Study-Unit Description

Study-Unit Description


TITLE The Sociology of Deviance

LEVEL 03 - Years 2, 3, 4 in Modular Undergraduate Course



DESCRIPTION From Durkheim, to Merton, A.K. Cohen, Howard Becker and several contemporary social theorists, the sociological study of deviance has been pivotal to sociology since the discipline's inception and has helped to widen our understanding of society and social evolution, specifically in relation to how norm violation disrupts the social order and can act as a potent catalyst for social change. This study-unit shall offer participants the opportunity to engage critically with the theories on deviance promulgated by different schools of sociological thought and to examine the plethora of concepts that assist the understanding of the social forces at play in the creation and the reaction to deviance. Social processes related to deviance such as otherness and moral entrepreneurship will also be examined. To this effect emphasis will be made on anomie theory, means-end (or social strain) theory, the cultural deviance perspective and subculture theory, social control and social bond theory, conflict theory and labelling theory. Reference to various case studies related to the subject matter from both the local and international scenario will be will be made to concretize the course content in contemporary social reality and to assist students to apply sociological abstraction to the understanding of their surrounding social milieu.

Study-Unit Aims:

The study-unit aims to build course participants' understanding of the centrality of the concept of social deviance in sociology and to reflect critically on related social processes such as stigmatization, otherness and moral entrepreneurship. This study-unit also aims at fostering the requisite sociological imagination for course participants to challenge stereotypes that often pervade and dominate debate on the subject matter.

Learning Outcomes:

1. Knowledge & Understanding:

By the end of the study-unit the student will be able to:

- effectively appraise and understand the interplay between society and deviance and the concept's centrality to sociology;
- trace the origins of the concept of social deviance in classic sociology and its impact on contemporary schools of sociological thought;
- go beyond commonsense understandings of social deviance and to reflect upon it from a sociological perspective;
- recognise the importance of empirical sociological research to build a better understanding of social deviance.

2. Skills:

By the end of the study-unit the student will be able to:

- sociologically reflect upon and critically engage with the subject matter;
- develop sensitivity to the different and often contrasting schools of sociological thought that have contributed to our understanding of social deviance;
- apply course material to the local and wider international social context;
- deconstruct a priori stereotypical and problematizing representations of social deviance.

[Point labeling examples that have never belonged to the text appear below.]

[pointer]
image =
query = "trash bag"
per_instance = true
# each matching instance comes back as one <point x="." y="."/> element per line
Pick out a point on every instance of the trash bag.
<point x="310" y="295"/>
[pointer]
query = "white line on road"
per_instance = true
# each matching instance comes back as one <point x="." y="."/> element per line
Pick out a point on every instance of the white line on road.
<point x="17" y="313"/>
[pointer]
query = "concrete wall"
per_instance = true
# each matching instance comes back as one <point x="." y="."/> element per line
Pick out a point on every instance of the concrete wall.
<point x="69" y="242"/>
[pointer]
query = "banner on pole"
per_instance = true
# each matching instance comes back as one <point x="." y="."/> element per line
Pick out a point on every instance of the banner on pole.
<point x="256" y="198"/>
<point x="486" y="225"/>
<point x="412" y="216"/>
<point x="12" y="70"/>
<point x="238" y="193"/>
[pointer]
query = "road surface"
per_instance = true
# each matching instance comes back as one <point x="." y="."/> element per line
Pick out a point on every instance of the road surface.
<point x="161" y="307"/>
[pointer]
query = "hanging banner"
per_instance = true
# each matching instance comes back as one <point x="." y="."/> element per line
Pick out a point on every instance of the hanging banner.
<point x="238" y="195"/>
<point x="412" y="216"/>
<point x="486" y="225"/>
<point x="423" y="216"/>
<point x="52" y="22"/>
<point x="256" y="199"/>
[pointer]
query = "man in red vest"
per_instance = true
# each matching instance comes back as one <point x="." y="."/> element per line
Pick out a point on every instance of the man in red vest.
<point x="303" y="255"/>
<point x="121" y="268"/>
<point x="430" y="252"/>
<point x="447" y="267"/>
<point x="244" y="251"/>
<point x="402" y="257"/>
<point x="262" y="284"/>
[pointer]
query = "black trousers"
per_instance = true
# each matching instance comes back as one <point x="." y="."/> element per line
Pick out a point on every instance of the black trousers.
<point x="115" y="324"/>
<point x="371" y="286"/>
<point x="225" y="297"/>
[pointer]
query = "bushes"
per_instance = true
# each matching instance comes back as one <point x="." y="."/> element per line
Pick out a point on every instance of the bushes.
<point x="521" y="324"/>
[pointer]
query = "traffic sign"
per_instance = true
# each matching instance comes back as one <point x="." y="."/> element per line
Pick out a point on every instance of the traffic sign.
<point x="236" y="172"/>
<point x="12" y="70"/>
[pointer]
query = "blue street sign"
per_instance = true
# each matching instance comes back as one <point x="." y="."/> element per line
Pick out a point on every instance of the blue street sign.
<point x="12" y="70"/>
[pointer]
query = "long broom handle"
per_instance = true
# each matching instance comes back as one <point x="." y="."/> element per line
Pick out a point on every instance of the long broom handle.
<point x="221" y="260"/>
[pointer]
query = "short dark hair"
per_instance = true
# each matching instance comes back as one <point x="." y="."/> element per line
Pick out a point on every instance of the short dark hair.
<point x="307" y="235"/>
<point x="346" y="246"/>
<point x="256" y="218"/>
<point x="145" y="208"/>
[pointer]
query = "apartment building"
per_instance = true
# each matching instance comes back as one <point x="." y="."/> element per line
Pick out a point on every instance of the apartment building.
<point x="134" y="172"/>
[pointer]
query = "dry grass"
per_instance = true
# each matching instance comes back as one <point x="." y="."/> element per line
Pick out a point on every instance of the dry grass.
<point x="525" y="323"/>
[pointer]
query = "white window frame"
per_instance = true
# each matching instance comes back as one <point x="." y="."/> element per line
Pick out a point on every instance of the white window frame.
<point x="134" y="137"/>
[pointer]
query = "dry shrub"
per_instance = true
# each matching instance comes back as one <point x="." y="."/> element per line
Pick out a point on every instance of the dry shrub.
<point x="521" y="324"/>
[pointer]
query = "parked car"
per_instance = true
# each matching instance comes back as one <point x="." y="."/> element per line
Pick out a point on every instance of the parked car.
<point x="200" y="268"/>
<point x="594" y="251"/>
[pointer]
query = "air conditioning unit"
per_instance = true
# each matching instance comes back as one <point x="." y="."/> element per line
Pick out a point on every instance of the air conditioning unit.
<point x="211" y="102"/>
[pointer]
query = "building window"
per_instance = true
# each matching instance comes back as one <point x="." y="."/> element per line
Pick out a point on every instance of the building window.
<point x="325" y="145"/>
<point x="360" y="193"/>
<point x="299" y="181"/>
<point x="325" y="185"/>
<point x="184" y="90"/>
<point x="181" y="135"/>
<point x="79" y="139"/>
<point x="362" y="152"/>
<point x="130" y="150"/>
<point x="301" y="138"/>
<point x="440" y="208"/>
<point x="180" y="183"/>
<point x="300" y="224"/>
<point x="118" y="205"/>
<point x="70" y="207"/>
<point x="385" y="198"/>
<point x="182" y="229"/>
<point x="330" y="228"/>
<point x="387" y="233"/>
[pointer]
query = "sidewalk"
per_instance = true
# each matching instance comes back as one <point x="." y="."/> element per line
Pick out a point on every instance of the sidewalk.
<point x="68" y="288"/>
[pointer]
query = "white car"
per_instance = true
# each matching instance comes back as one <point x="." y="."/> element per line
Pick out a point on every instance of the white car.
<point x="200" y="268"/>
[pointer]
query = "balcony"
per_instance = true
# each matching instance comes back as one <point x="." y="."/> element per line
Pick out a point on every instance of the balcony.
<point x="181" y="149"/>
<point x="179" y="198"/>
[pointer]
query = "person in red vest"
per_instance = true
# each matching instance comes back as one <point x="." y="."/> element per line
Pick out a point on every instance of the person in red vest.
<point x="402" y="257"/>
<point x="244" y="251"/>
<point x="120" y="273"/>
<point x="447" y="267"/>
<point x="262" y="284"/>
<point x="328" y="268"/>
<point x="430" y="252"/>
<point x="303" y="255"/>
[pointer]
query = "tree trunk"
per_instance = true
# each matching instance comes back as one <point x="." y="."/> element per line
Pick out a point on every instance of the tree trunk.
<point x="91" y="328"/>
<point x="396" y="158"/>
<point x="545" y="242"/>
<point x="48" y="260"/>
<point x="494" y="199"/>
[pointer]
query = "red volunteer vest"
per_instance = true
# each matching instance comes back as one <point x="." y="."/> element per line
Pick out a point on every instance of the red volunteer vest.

Main Text/s and any supplementary readings:

- Becker, H.S. 1991. Outsiders: Studies in the sociology of deviance. First Published 1963. New York: The Free Press.
- Bell, A. 2010. The Subculture Concept: A Genealogy. Pp. 153-184 in G.S. Shoham, P.Knepper & M. Kett (eds.) International Handbook of Criminology. New York, CRC Press.
- Downes, D. & P. Rock. 2011. Understanding Deviance. Oxford: Oxford Univ.Press.
- Durkheim, E. 2006. Suicide: A Study in Sociology. First published 1897. London: Routledge.
- Gelder, K. 2005. The Subcultures Reader. London: Routledge. First published 1997; K. Gelder & S. Thornton (eds.)
- Matza, D. 1992. Delinquency and Drift. First published 1964. New Brunswick, USA: Transaction Publishers.
- Muggleton, D., & R. Weinzierl. (eds.). 2003. The Post-subcultures Reader. Oxford: Berg.
- Pfohl, S. 2009. Images of Deviance and Social Control: A Sociological History. Long Grove, IL:Waveland.
- Weis, J.G. 2004. The Sociology of Deviance. Mason, OH: Thomson Custom Publishing.

STUDY-UNIT TYPE Lecture and Independent Study

Assessment Component/s Assessment Due Resit Availability Weighting
Assignment SEM1 Yes 100%

LECTURER/S Albert Bell

The University makes every effort to ensure that the published Courses Plans, Programmes of Study and Study-Unit information are complete and up-to-date at the time of publication. The University reserves the right to make changes in case errors are detected after publication.
The availability of optional units may be subject to timetabling constraints.
Units not attracting a sufficient number of registrations may be withdrawn without notice.
It should be noted that all the information in the description above applies to study-units available during the academic year 2020/1. It may be subject to change in subsequent years.